On March 6th, 2005, the Revd Libby Delbridge led an all-day seminar to the Institute for Spiritual Studies on Walking and Praying the Labyrinth. This intriguing title was explained as a prayerful, mystical experience coming from historical times. It being based on prayerful experience, was in Libby's words, a "walking prayer opportunity." She also described it as a "single path tool for personal, psychological and spiritual transformation." With such claims in mind, we were drawn to the difference between mazes and labyrinths.

Firstly, mazes have choices, dead ends, and one can get lost in them. They can have more than one entrance and exit. But labyrinths have a set path, with no choices, the entrance path to the centre being the same as the exit path. One can relax with the latter experience; one can trust where one is going; and there is no anxiety about taking a wrong turn.

Before we undertook walking the experience, Libby described how the labyrinth had a mouth, paths or circuits, walls and a gaol (or labyrinth centre). In pre-Christian times, there was a Cretan labyrinth with a cross at the centre and a number of circuits, while on the floor of Chartres Cathedral (sometimes called the Christian labyrinth), there are four quadrants and the path covers the area in unexpected ways.

The walk itself into and out from the labyrinth contains three stages: purgation, illumination, and union. In simpler terms, this could be called releasing or letting go of the cares of the world; receiving or meditating to receive what is available to you; and returning, or rejoining the world and reintegrating your experience as you walk back along the same path.

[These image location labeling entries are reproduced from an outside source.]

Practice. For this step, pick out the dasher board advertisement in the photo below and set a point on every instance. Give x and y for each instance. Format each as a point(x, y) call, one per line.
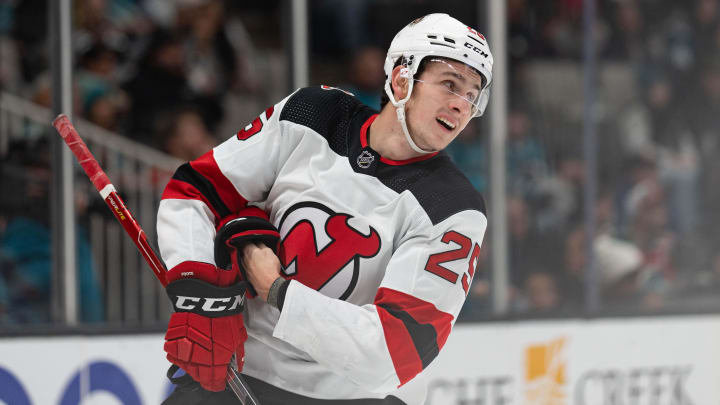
point(641, 361)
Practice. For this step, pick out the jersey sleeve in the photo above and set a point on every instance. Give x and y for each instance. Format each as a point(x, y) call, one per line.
point(383, 345)
point(204, 192)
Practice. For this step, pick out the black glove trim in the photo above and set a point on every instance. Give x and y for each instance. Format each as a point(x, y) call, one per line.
point(202, 298)
point(247, 229)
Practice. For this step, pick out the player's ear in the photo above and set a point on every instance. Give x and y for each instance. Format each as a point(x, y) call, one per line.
point(399, 82)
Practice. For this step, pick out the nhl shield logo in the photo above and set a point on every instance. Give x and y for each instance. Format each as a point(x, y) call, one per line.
point(365, 159)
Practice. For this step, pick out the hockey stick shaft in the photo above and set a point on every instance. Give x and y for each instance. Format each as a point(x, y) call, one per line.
point(108, 193)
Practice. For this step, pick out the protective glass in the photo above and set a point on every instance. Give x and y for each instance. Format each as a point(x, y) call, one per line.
point(455, 80)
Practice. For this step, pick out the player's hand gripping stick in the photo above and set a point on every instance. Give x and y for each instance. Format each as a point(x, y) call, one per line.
point(108, 192)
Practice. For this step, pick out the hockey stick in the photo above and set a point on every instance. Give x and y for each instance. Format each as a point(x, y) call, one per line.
point(108, 192)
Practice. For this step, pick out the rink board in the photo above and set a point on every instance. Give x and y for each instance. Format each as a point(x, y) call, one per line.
point(668, 360)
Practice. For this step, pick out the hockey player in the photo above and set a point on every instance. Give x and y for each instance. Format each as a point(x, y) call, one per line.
point(380, 234)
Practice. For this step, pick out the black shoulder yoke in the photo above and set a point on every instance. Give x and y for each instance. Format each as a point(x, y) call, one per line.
point(325, 110)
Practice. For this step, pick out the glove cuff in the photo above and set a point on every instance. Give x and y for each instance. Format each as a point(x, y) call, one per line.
point(199, 297)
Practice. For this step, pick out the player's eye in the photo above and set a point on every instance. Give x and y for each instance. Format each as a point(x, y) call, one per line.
point(472, 96)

Later we took off our shoes and some of us our socks; we felt the mat with its lines beneath us; we walked within the lines; gave way to those coming out of the centre; we sometimes stopped; we listened; some if us slowed down; we told ourselves "I am a pilgrim seeking ..."

The reactions and feelings we exchanged later in a circle were surprisingly different: a slowing down; a calmness; a stillness; the ever-present mat; a defined path; safety; a keen sense of anticipation; a sense of structure; a spiritual dimension to being in a crowd. Others felt distracted; or contented; one noticed her shadow; another gazed through a window at the uneven chancel stonework of St Peter's church exterior.

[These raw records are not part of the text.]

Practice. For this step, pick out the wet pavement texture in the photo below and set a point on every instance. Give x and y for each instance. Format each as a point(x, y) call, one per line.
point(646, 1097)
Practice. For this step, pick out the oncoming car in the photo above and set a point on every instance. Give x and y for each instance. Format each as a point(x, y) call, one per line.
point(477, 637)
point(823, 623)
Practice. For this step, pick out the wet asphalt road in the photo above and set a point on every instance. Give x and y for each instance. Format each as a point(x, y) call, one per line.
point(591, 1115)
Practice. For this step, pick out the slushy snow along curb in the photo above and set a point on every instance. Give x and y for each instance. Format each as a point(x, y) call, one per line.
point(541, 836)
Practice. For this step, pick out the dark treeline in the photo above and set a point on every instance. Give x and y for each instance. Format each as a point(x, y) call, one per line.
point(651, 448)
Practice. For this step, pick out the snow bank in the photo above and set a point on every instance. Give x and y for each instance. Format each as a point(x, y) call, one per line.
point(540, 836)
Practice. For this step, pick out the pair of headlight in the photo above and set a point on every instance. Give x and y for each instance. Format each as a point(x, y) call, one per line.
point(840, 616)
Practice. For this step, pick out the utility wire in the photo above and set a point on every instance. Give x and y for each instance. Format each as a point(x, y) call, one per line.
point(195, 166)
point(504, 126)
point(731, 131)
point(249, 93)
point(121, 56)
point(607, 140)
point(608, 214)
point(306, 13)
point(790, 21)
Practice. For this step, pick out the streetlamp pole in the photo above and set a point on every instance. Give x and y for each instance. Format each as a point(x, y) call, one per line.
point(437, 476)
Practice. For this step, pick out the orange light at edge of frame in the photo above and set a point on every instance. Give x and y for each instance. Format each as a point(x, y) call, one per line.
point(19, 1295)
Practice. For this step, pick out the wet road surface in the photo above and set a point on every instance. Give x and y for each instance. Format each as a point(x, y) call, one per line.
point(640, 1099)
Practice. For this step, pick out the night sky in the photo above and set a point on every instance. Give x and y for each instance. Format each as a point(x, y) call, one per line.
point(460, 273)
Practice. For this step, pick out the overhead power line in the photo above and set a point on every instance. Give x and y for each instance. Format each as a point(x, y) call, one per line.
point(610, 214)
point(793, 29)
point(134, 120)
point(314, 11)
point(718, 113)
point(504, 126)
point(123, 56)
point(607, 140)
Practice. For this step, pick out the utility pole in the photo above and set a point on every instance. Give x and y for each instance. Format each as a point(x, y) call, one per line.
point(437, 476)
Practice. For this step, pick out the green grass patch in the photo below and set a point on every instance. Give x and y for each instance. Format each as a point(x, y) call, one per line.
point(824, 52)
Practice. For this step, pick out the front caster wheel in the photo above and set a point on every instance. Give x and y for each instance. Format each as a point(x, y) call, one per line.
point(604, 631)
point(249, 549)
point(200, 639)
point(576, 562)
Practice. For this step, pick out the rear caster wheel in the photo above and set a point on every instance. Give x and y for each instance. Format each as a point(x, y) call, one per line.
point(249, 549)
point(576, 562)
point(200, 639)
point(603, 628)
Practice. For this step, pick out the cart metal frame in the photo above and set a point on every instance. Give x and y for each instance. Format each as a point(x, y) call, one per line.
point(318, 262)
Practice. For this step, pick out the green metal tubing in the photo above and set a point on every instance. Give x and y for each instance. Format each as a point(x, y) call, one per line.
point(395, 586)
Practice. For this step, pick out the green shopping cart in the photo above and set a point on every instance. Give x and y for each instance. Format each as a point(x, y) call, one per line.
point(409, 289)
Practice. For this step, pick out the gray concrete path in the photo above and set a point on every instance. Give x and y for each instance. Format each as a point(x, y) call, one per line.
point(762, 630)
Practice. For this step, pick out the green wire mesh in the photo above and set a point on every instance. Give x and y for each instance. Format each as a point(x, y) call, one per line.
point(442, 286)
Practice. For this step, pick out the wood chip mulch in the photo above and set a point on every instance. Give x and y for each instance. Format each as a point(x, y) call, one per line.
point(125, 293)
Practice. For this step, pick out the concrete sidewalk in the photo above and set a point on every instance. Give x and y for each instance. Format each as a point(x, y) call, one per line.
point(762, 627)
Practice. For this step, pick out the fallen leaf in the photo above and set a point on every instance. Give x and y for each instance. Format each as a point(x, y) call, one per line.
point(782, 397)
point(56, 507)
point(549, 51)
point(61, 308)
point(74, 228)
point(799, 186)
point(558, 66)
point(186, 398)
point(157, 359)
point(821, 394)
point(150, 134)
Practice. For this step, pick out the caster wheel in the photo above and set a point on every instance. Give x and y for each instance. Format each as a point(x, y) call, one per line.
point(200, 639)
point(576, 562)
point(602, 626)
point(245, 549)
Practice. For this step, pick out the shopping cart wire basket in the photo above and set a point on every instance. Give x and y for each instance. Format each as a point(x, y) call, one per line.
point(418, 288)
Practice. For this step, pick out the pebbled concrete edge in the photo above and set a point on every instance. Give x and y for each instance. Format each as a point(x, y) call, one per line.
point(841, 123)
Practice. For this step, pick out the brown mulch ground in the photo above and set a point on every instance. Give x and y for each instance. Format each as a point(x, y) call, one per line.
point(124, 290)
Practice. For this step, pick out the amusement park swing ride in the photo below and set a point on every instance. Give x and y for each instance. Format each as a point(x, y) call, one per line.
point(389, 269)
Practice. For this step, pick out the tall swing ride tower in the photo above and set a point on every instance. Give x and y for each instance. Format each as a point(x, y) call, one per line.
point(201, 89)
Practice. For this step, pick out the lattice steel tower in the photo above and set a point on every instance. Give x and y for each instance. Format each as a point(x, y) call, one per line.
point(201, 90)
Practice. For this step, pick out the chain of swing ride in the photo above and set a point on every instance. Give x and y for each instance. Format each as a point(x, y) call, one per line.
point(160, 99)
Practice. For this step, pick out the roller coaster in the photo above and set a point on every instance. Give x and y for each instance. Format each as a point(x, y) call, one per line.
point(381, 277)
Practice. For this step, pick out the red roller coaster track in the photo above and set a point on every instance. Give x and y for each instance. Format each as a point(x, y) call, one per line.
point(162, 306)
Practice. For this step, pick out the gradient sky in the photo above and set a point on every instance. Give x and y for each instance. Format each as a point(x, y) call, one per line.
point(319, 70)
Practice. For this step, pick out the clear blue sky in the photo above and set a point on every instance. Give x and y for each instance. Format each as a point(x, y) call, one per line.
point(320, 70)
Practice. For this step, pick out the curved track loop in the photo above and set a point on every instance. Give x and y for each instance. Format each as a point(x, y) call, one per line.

So the object of the exercise, to give a structured prayerful experience, came to us in different ways. So if in the future some of us take part in a labyrinth walk, whether it is Chartres or Glen Iris, in Grace Cathedral or somewhere else, it may help us to connect in a relaxed way; when we take a light with us with our lit candles; or help us to change our posture; to breathe better; to heighten our sense of freedom or to reconnect with previous experiences of other labyrinths or places in our memory.

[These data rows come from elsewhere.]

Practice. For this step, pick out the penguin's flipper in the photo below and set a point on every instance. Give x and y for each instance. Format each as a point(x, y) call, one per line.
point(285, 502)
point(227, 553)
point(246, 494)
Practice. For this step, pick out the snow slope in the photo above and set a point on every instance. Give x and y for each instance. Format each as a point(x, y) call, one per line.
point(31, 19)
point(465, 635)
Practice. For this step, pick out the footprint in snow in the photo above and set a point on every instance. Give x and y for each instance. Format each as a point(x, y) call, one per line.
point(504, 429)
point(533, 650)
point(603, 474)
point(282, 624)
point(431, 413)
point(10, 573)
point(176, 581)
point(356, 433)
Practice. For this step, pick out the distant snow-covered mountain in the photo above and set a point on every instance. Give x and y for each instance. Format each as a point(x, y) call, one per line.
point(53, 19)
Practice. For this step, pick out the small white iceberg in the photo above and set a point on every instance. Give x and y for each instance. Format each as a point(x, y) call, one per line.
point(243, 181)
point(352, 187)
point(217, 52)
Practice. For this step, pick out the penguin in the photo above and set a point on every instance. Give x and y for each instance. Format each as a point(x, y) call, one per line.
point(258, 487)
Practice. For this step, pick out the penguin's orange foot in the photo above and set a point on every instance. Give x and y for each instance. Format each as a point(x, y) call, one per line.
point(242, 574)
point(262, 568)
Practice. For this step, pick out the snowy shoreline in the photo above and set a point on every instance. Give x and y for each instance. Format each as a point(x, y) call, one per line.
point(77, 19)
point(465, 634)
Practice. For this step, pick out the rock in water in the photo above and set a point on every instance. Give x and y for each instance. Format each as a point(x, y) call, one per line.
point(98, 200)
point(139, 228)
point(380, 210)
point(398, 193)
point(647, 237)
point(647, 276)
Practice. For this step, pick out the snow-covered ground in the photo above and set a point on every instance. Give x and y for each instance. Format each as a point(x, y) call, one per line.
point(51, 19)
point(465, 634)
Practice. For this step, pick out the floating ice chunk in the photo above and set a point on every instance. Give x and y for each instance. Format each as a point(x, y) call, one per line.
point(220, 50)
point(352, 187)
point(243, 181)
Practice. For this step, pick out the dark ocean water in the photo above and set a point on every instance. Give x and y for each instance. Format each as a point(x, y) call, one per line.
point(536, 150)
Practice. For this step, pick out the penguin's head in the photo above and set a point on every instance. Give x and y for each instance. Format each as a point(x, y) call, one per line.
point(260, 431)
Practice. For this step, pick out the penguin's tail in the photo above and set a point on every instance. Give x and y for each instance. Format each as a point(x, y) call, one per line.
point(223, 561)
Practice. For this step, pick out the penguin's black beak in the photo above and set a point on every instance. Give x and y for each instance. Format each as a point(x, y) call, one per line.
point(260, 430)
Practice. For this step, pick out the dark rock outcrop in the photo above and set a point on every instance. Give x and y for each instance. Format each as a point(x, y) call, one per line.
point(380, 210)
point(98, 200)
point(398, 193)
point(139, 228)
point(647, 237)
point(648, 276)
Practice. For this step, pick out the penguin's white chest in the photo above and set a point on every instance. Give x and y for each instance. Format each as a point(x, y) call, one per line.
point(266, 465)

Later we drew a Classical labyrinth in crayon in the Hughes Room, quite a mathematical challenge. We walked the labyrinth again as we meditated on the healing of the blind beggar Barthimaeus. We sang a final hymn before receiving a blessing, after an enlightening, if somewhat unorthodox Saturday journey, while it rained hard outside. Libby Delbridge had inspired us to think outside the pilgrim norms and had brought a new way to undertake our closer walk with God during this Lent, and beyond.